I'm not getting any faults logged, but the fuel trim on one side goes up to max - it's a few months ago but 25% rings a bell. I swapped the lambda sensors round to make sure they weren't at fault.

Would the oil be enough to cause that partial misfire? Which would then in turn cause it to run rich?

allyv8 said:
The reason the compression is still good on the damaged cylinder is because of the extra oil hanging around in there - squirt oil down any of the other cyls and the chances are the readings from them will go up too.
Yeah I realise that it is a wet test - but how much should that add to the readings? I had read that a wet test should add 10-15psi, or does that only really apply to healthy cyclinders?

allyv8 said:
For the work it involves if you can get away with a few gaskets and a piston it has to be worth a shot.A local breaker to me used to offer £500 for complete P38's for breaking.Remember there is alot of work in taking a car apart,and it will take a while to sell it all.Be alot easier to sell for alot more as a complete useable car.There is a 98 DSE in my yard at the moment which has just made £5000 - good money methinks for what it is......
Yeah it would be best to get it running right but I feel I am flogging a dead donkey here, and time is in short supply at the moment.
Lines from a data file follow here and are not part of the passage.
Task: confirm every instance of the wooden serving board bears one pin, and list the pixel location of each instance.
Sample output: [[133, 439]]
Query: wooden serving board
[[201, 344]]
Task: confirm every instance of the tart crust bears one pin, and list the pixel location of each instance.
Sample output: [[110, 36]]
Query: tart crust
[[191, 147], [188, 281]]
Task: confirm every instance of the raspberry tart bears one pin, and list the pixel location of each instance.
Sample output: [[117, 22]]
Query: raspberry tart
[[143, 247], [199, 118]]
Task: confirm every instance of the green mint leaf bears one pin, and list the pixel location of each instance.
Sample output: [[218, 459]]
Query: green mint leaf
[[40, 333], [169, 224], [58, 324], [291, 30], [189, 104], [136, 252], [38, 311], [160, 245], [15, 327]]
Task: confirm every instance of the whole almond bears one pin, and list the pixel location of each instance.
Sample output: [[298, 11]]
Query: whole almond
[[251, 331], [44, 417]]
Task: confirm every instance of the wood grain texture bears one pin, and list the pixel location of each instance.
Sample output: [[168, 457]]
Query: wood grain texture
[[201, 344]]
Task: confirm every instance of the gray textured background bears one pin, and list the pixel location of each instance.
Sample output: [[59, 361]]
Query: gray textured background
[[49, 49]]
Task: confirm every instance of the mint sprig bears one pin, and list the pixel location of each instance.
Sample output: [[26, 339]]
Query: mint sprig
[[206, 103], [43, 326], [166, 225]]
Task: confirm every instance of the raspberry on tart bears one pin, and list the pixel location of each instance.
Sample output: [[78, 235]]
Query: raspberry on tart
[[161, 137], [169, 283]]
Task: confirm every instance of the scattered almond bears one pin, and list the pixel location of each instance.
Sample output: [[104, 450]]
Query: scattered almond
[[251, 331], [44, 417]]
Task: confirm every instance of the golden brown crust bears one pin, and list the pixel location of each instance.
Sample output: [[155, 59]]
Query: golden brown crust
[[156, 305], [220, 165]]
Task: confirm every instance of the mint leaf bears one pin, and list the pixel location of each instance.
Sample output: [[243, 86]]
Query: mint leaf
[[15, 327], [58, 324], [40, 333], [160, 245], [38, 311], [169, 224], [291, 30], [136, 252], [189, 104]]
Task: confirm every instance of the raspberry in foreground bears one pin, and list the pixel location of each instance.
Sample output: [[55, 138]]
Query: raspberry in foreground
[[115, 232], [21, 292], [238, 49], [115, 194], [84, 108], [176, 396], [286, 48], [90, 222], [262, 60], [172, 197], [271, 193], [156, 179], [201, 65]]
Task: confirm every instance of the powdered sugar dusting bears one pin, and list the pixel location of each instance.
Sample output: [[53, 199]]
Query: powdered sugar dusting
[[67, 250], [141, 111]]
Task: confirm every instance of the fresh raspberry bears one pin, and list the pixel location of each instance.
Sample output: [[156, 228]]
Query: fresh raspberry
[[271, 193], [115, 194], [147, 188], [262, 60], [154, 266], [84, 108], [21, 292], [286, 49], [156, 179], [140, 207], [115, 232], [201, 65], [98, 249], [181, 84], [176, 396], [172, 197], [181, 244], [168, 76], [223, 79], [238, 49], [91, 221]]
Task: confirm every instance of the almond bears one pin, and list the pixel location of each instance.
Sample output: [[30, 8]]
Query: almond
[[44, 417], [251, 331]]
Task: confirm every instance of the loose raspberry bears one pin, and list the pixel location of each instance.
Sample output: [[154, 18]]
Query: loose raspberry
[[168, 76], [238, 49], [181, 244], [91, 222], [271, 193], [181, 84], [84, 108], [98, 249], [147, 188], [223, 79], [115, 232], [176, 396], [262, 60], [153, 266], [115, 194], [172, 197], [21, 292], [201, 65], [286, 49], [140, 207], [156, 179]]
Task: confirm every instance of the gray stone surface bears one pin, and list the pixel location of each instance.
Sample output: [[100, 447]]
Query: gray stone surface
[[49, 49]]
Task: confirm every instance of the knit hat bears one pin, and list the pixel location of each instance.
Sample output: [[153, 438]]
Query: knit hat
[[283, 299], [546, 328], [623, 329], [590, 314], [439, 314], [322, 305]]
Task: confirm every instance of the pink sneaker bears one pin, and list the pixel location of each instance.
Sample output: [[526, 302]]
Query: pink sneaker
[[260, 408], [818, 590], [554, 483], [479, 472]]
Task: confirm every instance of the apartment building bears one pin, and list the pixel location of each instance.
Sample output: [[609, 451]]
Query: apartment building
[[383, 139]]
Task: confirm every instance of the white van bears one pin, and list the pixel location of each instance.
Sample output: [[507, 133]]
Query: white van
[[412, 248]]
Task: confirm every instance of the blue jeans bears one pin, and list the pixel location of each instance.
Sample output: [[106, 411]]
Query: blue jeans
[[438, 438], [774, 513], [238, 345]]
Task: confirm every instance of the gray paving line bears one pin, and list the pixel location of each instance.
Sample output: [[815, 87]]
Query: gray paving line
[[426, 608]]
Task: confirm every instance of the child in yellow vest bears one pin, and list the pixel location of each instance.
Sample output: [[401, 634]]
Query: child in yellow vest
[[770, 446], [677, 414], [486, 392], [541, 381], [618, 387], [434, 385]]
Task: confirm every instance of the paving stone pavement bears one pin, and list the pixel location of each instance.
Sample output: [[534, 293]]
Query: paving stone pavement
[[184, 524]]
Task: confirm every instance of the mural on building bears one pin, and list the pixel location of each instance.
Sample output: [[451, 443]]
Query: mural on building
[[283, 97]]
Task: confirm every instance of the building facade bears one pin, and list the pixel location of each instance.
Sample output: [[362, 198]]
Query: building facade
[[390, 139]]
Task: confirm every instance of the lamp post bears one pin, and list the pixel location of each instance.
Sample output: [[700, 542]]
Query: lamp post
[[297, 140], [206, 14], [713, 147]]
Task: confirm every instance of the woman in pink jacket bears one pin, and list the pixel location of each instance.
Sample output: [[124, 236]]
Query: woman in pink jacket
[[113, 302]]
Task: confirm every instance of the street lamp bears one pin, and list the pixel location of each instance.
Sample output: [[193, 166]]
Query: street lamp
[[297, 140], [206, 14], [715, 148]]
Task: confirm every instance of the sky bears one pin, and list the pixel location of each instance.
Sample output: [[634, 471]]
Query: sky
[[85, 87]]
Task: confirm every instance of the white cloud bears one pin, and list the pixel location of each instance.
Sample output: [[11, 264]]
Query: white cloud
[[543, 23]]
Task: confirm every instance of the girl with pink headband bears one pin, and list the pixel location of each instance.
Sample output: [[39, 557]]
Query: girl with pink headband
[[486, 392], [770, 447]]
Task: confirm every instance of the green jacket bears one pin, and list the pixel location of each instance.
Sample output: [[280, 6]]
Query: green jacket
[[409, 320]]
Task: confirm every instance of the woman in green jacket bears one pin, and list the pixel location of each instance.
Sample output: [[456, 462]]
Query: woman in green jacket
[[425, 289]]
Been doing a lot of house alterations which has eaten up all my time, and has filled the garage with supplies etc so it's down to working on the drive now :(

I don't mind slowly taking bit by bit off and selling on ebay to slowly claw back the money, but I'm just not sure if it will be worth it:

The bits which spring to mind as having any value are:

Leather Interior Very good condition
5 Alloy Wheels - 4 with very good tyres
Gearbox
Axles
Doors
Lights
Steering Wheel/Airbag
BeCM + locks + keys
Air Suspension Pump

Then I could strip all ancilleries off the engine to get as much as possible for those, and then get what I can for the engine.

From looking at prices on ebay I should be able to cover my costs with those parts alone but at the cost of the time involved in stripping it.